• David Gill

New home sales fall 10% in January

WASHINGTON -The weather was cold in January-and so were home sales, according to the monthly statistics released last week.

New home sales in January fell 10.9 percent, to 921,000 units on a seasonally adjusted annualized basis, according to figures from the U.S. Department of Commerce. Likewise, sales of existing homes migrated south during the first month of the year, declining 6.6 percent to 4,650,000 units on a seasonally adjusted annualized basis.

For the resales figure, January was the second losing month in a row.
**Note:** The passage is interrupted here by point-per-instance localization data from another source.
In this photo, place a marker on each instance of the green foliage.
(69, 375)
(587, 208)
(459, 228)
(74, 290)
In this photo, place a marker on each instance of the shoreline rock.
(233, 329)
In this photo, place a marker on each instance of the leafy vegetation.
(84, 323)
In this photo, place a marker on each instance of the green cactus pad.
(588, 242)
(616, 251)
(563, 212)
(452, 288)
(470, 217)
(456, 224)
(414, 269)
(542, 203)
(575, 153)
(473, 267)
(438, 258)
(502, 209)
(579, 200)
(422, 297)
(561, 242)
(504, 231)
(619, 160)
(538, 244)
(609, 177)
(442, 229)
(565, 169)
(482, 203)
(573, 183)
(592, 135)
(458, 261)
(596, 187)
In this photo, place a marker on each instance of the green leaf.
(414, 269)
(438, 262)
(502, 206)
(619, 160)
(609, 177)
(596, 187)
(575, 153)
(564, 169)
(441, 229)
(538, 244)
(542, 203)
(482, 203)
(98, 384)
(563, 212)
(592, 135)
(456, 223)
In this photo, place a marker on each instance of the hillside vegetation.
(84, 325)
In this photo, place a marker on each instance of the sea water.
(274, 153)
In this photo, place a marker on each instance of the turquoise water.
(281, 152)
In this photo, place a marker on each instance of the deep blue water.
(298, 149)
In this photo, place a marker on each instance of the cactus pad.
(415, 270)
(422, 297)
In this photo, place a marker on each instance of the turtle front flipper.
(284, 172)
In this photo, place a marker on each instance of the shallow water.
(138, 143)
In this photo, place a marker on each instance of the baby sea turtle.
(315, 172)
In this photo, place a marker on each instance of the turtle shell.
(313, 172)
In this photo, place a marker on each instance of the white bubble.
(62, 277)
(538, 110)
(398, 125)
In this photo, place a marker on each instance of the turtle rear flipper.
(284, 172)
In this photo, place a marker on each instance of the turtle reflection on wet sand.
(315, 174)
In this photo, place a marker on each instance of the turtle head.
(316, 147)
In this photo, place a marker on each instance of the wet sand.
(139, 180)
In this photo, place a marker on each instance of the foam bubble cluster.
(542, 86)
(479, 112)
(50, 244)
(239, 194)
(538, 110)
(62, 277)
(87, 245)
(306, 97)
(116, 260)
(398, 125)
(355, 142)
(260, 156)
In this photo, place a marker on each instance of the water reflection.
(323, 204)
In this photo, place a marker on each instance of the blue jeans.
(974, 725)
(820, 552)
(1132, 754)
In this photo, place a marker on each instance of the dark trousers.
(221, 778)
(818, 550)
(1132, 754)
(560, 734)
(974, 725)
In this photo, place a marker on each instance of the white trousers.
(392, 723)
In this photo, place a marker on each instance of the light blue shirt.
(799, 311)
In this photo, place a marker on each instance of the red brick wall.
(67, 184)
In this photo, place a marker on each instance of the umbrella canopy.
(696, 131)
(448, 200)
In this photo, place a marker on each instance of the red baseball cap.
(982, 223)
David Lereah, chief economist of the National Association of Realtors (which provides the monthly resales totals), said the onset of lower mortgage interest rates was offset by the plummet in consumer confidence.

As if to provide a chorus to Lereah's comments, The Conference Board's consumer confidence index (also released last week) hit its lowest level in nearly five years in February.

"For two consecutive months we've had big drops in existing home sales," said Lereah. "This results from a decline in consumer confidence and the deteriorating economy."

The pundits from outside the housing industry agreed. The existing home sales drop "fits into the overall evidence of pervasive weakness that economic activity has been experiencing recently," said Anthony Karydakis, senior economist for Banc One Capital Markets.

"Up to now, the housing market had been holding up surprisingly well," Karydakis continued, "but [the resales figure] raises the issue of whether the sector is feeling the pressure from the more generalized softness in the economy."

Karydakis was far less frightened over the nearly 11 percent fall in new home sales, noting that the December number had been revised sharply upward to its highest one-month rate in history.

Sam Bullard, economic research analyst with First Union Economics Group, said the resales decline caught industry analysts somewhat by surprise, despite the weak fundamentals characterizing the market.

"While the overall economy has weakened recently, the housing sector has largely remained resilient," Bullard observed. "The performance of the housing market in the coming months will be a critical determinant of whether the broad economy is able to avoid a recession."

At least one major housing indicator, housing starts, was able to avoid recessing in January. According to the Commerce Department, starts posted their third straight monthly increase, puffing up to 1,651,000 units on a seasonally adjusted annualized basis, or 5.3 percent ahead of December.

Builders, at least, were clearly optimistic as the year 2001 opened. Surveys by the National Association of Home Builders showed as much, with builders reporting that softening mortgage interest rate should help the housing sector, said NAHB President Bruce Smith. Those interest rates stand at slightly more than 7 percent for a 30-year, fixed-rate mortgage.

Economists Stan Shipley and Mary Dennis of Merrily Lynch cited mild January weather as a spur for starts. "Residential construction spending will be up in the first quarter, another reason not to expect a recession," said Dennis and Shepley.

Banc One's Karydakis said, "Although favorable weather probably helped to boost starts in January, the series had held up in December as well when the weather was unseasonably cold. Overall, residential construction remains the best-performing sector of the economy."